Dario Argento

Dario Argento

Classement : 

7/10

  • Suspiria (1977)

6/10

  • Inferno (1980)
  • LOiseau au plumage de cristal (1970)
  • Le Syndrome de Stendhal (1996)

5/10

  • Giallo (2009)

4/10

3/10

  • Les Frissons de l’angoisse (1975)
  • Ténèbres (1982)
Notes simples :
Les Frissons de l’angoisse (1975), Ténèbres (1982) 

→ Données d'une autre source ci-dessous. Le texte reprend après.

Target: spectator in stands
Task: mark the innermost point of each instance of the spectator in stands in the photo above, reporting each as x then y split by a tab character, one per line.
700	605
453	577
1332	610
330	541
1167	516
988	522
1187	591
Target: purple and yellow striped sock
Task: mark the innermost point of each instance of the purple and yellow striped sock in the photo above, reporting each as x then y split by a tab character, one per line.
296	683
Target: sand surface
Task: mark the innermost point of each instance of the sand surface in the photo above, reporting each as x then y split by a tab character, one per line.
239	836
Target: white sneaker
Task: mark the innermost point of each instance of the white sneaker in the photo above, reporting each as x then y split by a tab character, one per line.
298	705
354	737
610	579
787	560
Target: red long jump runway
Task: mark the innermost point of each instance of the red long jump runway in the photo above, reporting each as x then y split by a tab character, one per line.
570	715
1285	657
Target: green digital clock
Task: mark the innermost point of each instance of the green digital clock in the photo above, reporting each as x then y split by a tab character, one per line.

Vu les deux films à la suite dans une programmation assez bien vue par la Cinémathèque : on y retrouve la même actrice et les deux films étant des whodunits où on se questionne plus ou moins sur sa culpabilité, ils se répondent pas mal. Il y avait bien longtemps que je n’avais pas vu un Argento, et j’ai été épouvanté par la médiocrité de sa mise en scène. Des lenteurs ridicules alors que parfois on ne sait même pas où veut nous mener la situation, des séquences stéréotypées qu’il est incapable de mettre en scène correctement (merci à la musique de meubler pendant les longs travellings à la grue), direction d’acteurs digne d’une série z (le pire étant peut-être les flics dans Ténèbres, j’ai bouffé quand le flic a sorti son flingue comme un enfant depuis l’appartement pour courir après un suspect situé… dans la rue). C’est parfois tellement ridicule qu’on se demande si on n’est pas dans une parodie (la poursuite avec le chien est assez gratinée par exemple).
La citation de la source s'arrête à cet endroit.